Voice brokers have been costly to run and painful to orchestrate, not as a result of the fashions can't deal with dialog, however as a result of context ceilings compelled enterprises to construct session resets, state compression, and reconstruction layers into each deployment. OpenAI's three new voice fashions are designed to cut back that overhead, and so they change how engineers can take into consideration constructing voice into a bigger agent stack.
GPT-Realtime-2, GPT-Realtime-Translate, and GPT-Realtime-Whisper combine real-time audio into the mannequin administration stack as discrete orchestration primitives — separating conversational reasoning, translation, and transcription into specialised parts somewhat than bundling them in a single voice product.
The corporate stated in a weblog publish that Realtime-2 is its first voice mannequin “with GPT-5 class reasoning” and may deal with troublesome requests and hold conversations flowing naturally. Realtime-Translate understands greater than 70 languages and interprets them into 13 others on the speaker's tempo, and Realtime-Whisper is its new speech-to-text transcription mannequin.
These three actions now not sit inside a single stack or mannequin.
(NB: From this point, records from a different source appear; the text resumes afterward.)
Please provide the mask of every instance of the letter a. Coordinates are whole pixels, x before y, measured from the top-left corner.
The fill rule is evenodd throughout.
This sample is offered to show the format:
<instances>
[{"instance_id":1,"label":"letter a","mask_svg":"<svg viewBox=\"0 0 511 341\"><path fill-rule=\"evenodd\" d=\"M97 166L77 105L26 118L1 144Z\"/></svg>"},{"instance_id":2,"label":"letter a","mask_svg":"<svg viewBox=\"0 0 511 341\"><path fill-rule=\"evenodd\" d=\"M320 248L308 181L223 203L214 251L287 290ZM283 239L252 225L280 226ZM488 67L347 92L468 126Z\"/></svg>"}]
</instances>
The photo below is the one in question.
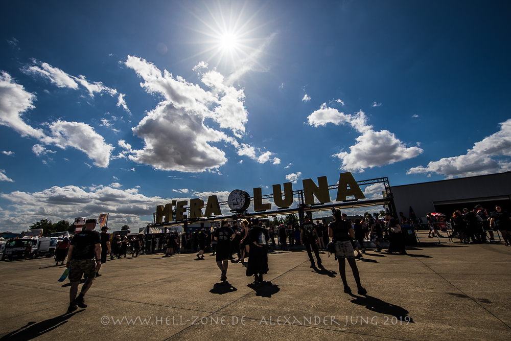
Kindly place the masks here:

GPT-Realtime-2 may technically deal with transcription, however OpenAI is routing distinct duties to specialised fashions: Realtime-Translate for multilingual speech and Realtime-Whisper for transcription. Enterprises can assign every activity to the suitable mannequin somewhat than routing the whole lot via a single, all-encompassing voice system.
The brand new OpenAI fashions compete in opposition to Mistral’s Voxtral fashions, which additionally separate transcription and goal enterprise use circumstances.
What enterprises ought to do
Extra enterprises are seeing the worth of voice brokers now that extra individuals are turning into snug conversing with an AI agent, and in addition due to the richness of information from voice buyer interactions.
Organizations evaluating these fashions might want to contemplate their orchestration structure, not simply mannequin high quality — particularly, whether or not their stack can route discrete voice duties to specialised fashions and handle state throughout a 128K-token context window.